Martín Santiváñez, researcher of the Navarra Center for International Development
Ratzinger and Latin America
Latin America cannot be understood without Christianity. From Mexico to Tierra del Fuego, the Catholic Church has contributed in a decisive way to form a living synthesis of cultures, a spiritual crossbreeding that is embodied in all the material ramifications of Latin life. There is a religious principle that unites the continent, over and above national differences. Neither artificially assembled ideological blocs, nor more or less effective technocratic projects have been able to match the solidary imprint of the Christian ethos, an essential substratum for political integration, that old dream we have been cherishing since the Bolivarian Amphictyony.
A continent prone to ideological romanticism has created, throughout its history, a tradition that extols political messianism as a path to social redemption. Krauze has just reminded us of this, and long before him, the nourished Arielist literature that appealed to positivism in pursuit of more "scientific" solutions. The subsequent irruption and the solitary dominance that Marxism and its derivations have exercised in recent decades in the Latin American academy consolidated the close link between cessationist politics and utopian voluntarism. Thus, political messianism is part of Latin civic culture.
Ratzinger's trip to Mexico and Cuba took place in this context. One of the constants in the Pope's intellectual production is his denunciation of ideological messianisms. From his magnificent thesis of habilitation(The Theology of the History of St. Bonaventure) to The Unity of Nations; Church, Ecumenism and Politics or Truth, Values, Power. Touchstones of pluralistic society, the man who visit Latin America has been a staunch defender of freedom against absolutism. In his autobiography, written in 1977, Ratzinger denounced the dangers of Marxist messianism that preserves religious fervor by substituting God for the political action of the individual. For the future Pope, the place of God was replaced "by the totalitarianism of an atheistic cult that is ready to sacrifice all humanity to its false god". Ratzinger never hesitated to combat it: "I have seen without veils the cruel face of this atheistic devotion, the psychological terror, the unbridled abandonment of any moral reflection, considered as a bourgeois residue, where the question was the ideological end".
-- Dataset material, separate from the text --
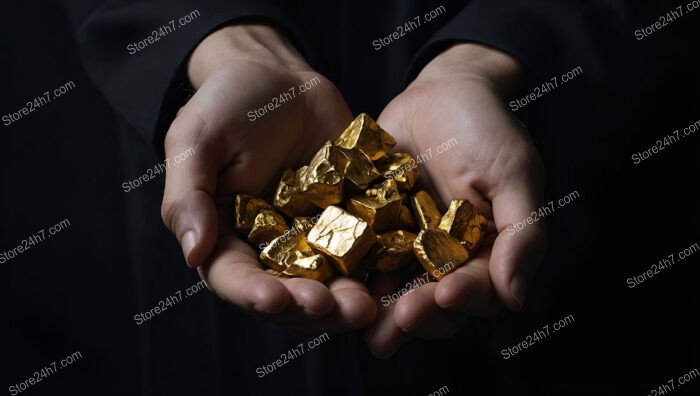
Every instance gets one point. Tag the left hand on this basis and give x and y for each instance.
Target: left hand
(453, 115)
Political messianism, in Mexico, built the philanthropic ogre denounced by Octavio Paz, a corrupt Leviathan unable to stop the Cainite violence of drug trafficking. A sector of the Mexican partitocracy is determined to resurrect the Jacobin deviation that did so much damage in the past. And in Cuba, messianism sustains a sacralized, monist State, which subjugates the population by appealing to ideological premises that Benedict XVI denounces as useless. The solution to these evils is freedom. Freedom in all spheres, including religious freedom. A society created etsi Deus non daretur annuls the value substratum of institutions. And without values, democracy is lost. For this reason, the Pope comes to Latin America not only to confirm Christians in the faith. He also comes to remind us that the moral crisis is at the root of social problems and to proclaim the need for freedom manager to curb the omnipotence of absolute States. Twenty years ago, the then Cardinal Ratzinger wrote that "all the power of the Papacy is the power of conscience". Today, the hope-filled voice of the papal conscience speaks out in a scenario of fratricidal violence and ideological totalitarianism. Hopefully, we Latinos know how to listen.